By exploring the effects of an antiangiogenic small molecule drug named anlotinib on the levels of myeloid-derived suppressor cells (MDSCs) in a mouse xenograft model of lung cancer, the role of anti-angiogenesis in remodeling the immune microenvironment was discussed. In addition, the impact of anlotinib on the normalization of the immune microenvironment and time window was examined, providing a theoretical basis for the optimization of clinical strategies applying anlotinib combined with PD-1 inhibitors. On the basis of the LLC mouse xenograft model, MDSCs and MDSCs + immune microenvironment were examined in tissues, respectively, according to different samples. The former observation included the control (group A) and anlotinib monotherapy (group B) groups; the latter also included the control (group C) and anlotinib monotherapy (group D) groups. The levels of MDSCs in peripheral blood at different time points were analyzed by flow cytometry, and the levels of MDSCs in tissue samples at different time points were evaluated by immunofluorescence and immunohistochemistry.

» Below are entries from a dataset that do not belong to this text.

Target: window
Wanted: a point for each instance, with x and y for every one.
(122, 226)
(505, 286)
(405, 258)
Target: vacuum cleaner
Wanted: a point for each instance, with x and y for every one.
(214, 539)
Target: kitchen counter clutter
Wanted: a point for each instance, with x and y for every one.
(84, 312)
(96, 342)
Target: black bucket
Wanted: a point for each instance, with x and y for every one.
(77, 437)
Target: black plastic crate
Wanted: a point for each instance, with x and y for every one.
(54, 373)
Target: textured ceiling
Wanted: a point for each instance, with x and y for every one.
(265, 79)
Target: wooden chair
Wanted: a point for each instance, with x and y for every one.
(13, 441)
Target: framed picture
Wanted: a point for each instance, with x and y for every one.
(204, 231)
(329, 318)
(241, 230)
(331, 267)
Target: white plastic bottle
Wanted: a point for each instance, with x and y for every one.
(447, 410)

The volumes of subcutaneous xenografts were significantly smaller in the anlotinib treatment group compared with the control group ( P < 0.005). Flow cytometry showed that compared with the control group, the intratumoral percentages of total MDSCs ( P < 0.01) and mononuclear-MDSCs ( P < 0.05) were significantly decreased on days 3 and 17 after anlotinib treatment in peripheral blood samples; however, there was no significant difference in granulocytic-MDSCs changes between the experimental and control groups. Immunofluorescence showed that the levels of MDSCs in both the experimental and control groups reached the lowest points 10 days after drug administration, and were significantly lower in the experimental group than in the control group ( P < 0.05). Anlotinib reduces the levels of MDSCs in the mouse xenograft model of lung cancer, with the characteristics of time window. This study provides a basis for further exploring strategies for anti-angiogenic treatment combined with immunotherapy in lung cancer based on time-window dosing.